United States of America President Donald Trump on Friday issued an executive order stopping financial aid to South Africa over concerns that its recently enacted Expropriation Act 13 of 2024 (Act) for the government to seize land without compensation will hurt a minority of about 2.7 million white farmers in the African nation with a population of about 60 million persons.
Mr Trump said that his administration would support the relocation and resettlement of “Afrikaner refugees escaping government-sponsored race-based discrimination, including racially discriminatory property confiscation.”
The White farmers in South Africa are believed to wield significant economic influence, owning swathes of land that even the Black locals —-after over 30 years of the end of apartheid—- cannot afford.
The majority Blacks in the African country only own a tiny fraction of land in the African nation as opposed to the acres of lands owned by the minority Whites.

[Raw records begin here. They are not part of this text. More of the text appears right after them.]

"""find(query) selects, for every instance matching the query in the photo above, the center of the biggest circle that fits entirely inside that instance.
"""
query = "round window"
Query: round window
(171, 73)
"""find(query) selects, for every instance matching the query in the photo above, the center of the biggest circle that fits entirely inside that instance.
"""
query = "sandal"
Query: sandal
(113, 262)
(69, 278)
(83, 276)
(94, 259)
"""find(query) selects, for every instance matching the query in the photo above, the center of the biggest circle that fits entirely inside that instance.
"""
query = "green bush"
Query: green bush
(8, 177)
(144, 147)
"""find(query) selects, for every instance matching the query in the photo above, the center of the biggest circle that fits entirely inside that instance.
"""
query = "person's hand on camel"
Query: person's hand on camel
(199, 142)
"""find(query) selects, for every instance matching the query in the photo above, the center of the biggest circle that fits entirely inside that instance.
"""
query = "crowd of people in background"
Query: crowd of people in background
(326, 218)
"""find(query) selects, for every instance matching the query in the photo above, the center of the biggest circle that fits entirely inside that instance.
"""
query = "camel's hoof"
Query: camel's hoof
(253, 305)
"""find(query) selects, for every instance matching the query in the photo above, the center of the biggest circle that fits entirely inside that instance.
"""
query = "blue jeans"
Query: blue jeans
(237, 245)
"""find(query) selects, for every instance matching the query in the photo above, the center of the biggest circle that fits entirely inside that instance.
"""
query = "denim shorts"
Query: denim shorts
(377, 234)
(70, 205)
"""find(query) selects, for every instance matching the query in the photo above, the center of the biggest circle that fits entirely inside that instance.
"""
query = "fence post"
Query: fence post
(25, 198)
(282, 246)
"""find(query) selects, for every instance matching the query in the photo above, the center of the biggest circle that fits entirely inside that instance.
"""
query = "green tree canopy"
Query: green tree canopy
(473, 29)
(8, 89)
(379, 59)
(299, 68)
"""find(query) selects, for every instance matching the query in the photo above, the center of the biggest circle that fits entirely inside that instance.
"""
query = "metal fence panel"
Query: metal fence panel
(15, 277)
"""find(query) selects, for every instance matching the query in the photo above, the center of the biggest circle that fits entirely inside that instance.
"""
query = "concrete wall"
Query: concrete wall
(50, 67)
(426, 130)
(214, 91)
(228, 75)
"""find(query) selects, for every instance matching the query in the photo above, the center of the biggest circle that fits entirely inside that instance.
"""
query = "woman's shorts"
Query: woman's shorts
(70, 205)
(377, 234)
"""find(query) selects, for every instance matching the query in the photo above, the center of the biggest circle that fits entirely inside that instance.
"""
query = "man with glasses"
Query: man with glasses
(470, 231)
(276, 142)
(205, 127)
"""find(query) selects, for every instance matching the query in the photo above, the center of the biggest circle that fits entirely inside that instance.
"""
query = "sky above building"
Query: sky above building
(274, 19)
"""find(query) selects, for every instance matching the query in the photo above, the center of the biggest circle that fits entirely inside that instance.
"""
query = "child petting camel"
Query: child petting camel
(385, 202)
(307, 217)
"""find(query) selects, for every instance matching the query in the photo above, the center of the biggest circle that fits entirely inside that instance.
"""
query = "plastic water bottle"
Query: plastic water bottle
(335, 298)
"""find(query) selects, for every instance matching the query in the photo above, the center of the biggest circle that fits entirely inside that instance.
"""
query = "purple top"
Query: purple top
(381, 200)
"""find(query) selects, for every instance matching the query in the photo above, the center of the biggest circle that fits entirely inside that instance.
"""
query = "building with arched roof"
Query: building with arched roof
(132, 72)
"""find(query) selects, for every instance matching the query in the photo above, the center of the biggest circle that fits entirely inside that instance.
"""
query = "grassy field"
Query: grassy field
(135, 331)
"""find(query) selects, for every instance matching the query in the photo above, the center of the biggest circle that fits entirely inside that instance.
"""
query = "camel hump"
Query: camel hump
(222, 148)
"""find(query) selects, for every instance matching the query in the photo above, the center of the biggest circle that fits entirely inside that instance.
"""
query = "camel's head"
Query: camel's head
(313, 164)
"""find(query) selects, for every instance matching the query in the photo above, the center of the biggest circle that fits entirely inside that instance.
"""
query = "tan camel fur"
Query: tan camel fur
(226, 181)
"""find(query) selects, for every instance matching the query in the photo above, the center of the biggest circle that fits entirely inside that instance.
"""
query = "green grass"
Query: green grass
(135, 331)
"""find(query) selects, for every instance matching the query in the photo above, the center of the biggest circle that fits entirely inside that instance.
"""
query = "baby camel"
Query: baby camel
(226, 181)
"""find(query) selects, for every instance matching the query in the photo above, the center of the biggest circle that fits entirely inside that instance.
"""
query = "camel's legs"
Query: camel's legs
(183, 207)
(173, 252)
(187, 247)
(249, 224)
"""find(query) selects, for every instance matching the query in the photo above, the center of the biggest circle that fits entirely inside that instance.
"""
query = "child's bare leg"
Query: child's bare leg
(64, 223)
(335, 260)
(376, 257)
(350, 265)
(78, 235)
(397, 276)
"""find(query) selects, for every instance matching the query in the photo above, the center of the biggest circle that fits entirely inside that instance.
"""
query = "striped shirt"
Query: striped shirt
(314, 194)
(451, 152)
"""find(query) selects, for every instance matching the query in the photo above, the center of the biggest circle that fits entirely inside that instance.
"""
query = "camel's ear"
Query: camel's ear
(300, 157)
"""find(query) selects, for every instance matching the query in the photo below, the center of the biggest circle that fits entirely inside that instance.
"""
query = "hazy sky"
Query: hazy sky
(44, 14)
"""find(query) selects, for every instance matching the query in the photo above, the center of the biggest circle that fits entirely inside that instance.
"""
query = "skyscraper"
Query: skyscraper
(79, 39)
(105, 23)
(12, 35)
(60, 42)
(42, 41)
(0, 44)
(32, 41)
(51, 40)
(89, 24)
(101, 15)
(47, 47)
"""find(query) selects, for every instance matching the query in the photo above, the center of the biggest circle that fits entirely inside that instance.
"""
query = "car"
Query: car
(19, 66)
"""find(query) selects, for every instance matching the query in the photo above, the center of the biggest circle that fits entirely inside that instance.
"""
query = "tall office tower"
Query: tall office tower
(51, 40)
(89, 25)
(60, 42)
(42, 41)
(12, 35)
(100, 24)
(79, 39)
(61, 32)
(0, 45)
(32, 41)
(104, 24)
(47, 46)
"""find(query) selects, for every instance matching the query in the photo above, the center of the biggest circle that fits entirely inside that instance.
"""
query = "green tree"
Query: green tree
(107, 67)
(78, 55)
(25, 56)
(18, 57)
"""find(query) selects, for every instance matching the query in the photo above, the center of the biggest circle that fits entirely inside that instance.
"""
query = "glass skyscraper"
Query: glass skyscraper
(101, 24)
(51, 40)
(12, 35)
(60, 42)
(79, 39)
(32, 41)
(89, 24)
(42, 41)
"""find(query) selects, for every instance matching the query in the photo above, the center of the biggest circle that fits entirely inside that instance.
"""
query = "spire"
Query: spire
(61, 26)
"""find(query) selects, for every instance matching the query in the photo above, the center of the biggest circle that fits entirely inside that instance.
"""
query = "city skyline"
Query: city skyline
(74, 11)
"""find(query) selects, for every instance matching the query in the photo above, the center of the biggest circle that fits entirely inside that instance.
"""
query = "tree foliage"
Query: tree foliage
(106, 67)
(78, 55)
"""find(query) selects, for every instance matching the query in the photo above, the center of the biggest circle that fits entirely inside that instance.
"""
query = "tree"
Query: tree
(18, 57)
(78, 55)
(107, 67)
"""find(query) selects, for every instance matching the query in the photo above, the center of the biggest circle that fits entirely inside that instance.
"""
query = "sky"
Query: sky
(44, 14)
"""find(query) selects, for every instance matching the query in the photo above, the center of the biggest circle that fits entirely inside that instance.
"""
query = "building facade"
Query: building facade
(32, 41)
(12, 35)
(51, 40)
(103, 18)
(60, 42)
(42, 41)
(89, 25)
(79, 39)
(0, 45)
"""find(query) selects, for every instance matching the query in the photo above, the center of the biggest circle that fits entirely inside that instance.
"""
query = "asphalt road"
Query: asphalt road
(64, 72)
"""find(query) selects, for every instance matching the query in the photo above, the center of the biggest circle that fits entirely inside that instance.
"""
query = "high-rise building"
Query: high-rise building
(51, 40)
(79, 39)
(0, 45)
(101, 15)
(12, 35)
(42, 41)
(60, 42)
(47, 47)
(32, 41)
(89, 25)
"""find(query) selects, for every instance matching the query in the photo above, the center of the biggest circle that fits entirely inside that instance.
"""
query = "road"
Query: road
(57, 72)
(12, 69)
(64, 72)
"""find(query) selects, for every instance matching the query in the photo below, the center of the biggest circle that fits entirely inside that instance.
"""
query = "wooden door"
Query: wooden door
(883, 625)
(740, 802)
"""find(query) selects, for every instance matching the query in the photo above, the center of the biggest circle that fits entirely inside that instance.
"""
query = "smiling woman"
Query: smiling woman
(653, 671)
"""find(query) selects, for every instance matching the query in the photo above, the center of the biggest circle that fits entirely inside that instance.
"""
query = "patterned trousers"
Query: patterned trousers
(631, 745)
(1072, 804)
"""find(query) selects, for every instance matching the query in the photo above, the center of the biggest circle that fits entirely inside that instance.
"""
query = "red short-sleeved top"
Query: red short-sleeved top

South Africa’s President Cyril Ramaphosa in January signed the Expropriation Bill into law to provide government the right to seize lands without compensation under certain conditions where it is “just and equitable and in the public interest.”
The U.S. president further highlighted South Africa’s perceived hostility towards the U.S. and its allies, primarily, Israel, stressing the African nation filed a suit at the International Court of Justice in the Hague alleging genocide against Hamas.
“South Africa has taken aggressive positions towards the United States and its allies, including accusing Israel, not Hamas, of genocide in the International Court of Justice, and reinvigorating its relations with Iran to develop commercial, military, and nuclear arrangements,” Mr Trump said in the order.
Mr Trump has continued to sign a flurry of executive orders since he was inaugurated on January 20 which includes cancelling foreign aids, revoking birthright citizenship and Joe Biden’s security clearance.
Some of his executive orders have been challenged in court.